When he was satisfied he had properly captured what needed to be seen, he’d hidden himself in the dark comfort of the Whatsit and developed each plate, reliving the horrid, ugly images all over again. For the first time, he wished the chemicals used to expose the images were strong enough to make him pass out and forget. He’d not eaten or slept since.
Trailing the retreating army into safety was even more taxing. There was no rest and nothing for him to do but sit atop the wagon, lead the horses, and think. There had been far too much time to think.
It might have been differ
ent if he hadn’t known some of the men beforehand . . . if he hadn’t heard of their homes and parents, their hobbies and dreams and sweethearts and quirks and habits. But he had.
Soldiers like Benjamin Hunter, whose likeness he had captured only three days ago. Benjamin, with his easy smile and silly quips.
“Say, Avery, do you know why I can’t waltz? It makes me dizzy. But I suppose I must get used to it since it’s the way of the whirled.”
Gabe had even known Benjamin preferred milk in his coffee to sugar, and that his youngest sister had just finished her first nine-patch quilt. How was Benjamin to know Gabe would capture his likeness again, only this time his features would be bloody and mangled, his eyes staring vacantly at the sky?

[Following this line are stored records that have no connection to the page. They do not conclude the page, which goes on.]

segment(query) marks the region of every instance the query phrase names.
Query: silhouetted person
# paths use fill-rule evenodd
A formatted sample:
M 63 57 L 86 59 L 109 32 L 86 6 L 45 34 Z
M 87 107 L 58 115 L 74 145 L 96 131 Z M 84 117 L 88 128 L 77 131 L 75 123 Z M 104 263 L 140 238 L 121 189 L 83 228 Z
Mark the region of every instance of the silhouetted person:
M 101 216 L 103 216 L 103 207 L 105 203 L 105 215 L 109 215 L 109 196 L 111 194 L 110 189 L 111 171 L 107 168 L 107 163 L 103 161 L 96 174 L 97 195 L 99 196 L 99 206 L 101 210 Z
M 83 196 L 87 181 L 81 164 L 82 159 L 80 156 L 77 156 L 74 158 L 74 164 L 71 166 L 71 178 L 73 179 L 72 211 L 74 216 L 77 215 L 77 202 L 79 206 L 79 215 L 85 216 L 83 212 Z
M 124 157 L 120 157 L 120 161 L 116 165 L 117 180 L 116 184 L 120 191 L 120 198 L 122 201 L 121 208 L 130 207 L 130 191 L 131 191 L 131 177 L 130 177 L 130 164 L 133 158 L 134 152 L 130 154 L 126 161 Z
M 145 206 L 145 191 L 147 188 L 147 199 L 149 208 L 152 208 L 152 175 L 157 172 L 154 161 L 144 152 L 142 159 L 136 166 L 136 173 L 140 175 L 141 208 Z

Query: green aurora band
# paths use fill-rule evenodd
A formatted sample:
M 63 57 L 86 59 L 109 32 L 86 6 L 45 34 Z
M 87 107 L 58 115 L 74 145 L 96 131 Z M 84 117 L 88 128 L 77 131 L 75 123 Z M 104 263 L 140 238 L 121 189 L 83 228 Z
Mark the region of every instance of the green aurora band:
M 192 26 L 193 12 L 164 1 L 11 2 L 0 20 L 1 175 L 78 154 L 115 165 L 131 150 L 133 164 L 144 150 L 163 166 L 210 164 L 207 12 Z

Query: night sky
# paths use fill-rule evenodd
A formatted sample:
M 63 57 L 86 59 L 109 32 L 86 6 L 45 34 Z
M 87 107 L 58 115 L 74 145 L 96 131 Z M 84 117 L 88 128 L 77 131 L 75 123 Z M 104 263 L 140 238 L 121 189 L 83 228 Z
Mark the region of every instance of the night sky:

Gabe slammed his eyes shut. He couldn’t scrub the image from his mind. Would that he could. How would Benjamin’s parents, his sister be able to bear the grief?
And now, with the night blanketing all of them and the camp quiet in exhausted slumber, he could not rest. Instead he stared at the dancing fire and sipped bitter coffee from a dented tin cup. Low murmurs of soldiers standing guard drifted toward him from time to time, but most of the camp was torturously silent.
“Can’t sleep?”
The low voice startled him. Private Turner was watching, a chunk of hardtack in his hand.
“No. Too much on my mind, perhaps. You?”
“The same.”
The quiet man settled opposite the fire and slowly chewed the unforgiving meal clenched between his fingers as he watched the flames flicker and sway. A single curl of acrid smoke rose high into the sky. Gabe blinked when the smoke twisted and changed. It was no longer gray tufts but souls leaving the earth behind and rising into heaven.
“You okay?”
Turner’s voice snapped him back to his senses with a start.
“I suppose. That was my first battle to photograph. It’s much to take in.”
Turner said nothing. Only chewed and stared into the fire.
Feeling ill at ease over his foolishness in the battle, Gabe cleared his throat. “I believe I should thank you again for saving my life.”